= John Bare =

John Bare is a writer and U.S. foundation executive. Since 2004, he has worked as vice president of The Arthur M. Blank Family Foundation in Atlanta. He has published extensively on philanthropy and evaluation, including a 2004 book chapter with Michael Quinn Patton and a 2010 article that examined philanthropy, accountability and social change. Many of his articles are archived at a personal web site.

Bare is a contributor to the opinion section of CNN.com and an executive-in-residence at Georgia Tech's Institute for Leadership and Entrepreneurship.

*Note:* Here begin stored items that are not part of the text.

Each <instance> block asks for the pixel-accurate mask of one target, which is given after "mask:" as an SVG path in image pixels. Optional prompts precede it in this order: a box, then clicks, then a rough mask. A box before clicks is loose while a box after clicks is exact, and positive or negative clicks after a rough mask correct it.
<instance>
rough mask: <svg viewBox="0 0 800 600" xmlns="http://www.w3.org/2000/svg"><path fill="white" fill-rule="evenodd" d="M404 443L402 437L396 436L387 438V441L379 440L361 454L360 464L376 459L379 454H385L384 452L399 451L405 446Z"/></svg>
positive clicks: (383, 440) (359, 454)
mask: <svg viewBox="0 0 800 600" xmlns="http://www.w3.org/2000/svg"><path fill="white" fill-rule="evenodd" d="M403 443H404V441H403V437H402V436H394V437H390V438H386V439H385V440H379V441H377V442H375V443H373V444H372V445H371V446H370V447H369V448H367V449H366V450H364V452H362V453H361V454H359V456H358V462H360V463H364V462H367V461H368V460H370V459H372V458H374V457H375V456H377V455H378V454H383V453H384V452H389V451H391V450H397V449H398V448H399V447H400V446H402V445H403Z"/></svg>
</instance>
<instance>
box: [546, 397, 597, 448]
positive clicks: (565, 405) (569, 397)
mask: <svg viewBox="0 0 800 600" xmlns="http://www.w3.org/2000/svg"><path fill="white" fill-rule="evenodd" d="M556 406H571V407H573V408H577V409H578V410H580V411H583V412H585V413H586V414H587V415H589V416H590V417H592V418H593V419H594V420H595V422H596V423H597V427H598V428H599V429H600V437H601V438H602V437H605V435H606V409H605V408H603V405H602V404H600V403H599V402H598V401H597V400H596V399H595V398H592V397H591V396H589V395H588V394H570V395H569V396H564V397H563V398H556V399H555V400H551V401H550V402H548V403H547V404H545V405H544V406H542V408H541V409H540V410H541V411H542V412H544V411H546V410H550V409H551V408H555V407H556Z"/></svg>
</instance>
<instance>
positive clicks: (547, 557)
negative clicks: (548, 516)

He previously worked under Hodding Carter III at the John S. and James L. Knight Foundation in Miami, where he created the foundation's planning and evaluation department.

He studied journalism under Philip Meyer at the University of North Carolina at Chapel Hill, completing a Ph.D. in 1995 and publishing a chapter on the belief systems of journalists in a 1998 book, Assessing Public Journalism, edited by Meyer, Ed Lambeth and Esther Thorson. As a media consultant, Bare contributed to computer-assisted reporting projects at U.S. News & World Report, the Cleveland Plain Dealer and the Omaha World-Herald. From 1990-97, he wrote a weekly column for The Chapel Hill Herald and produced issue briefs for the National Center for Education Statistics.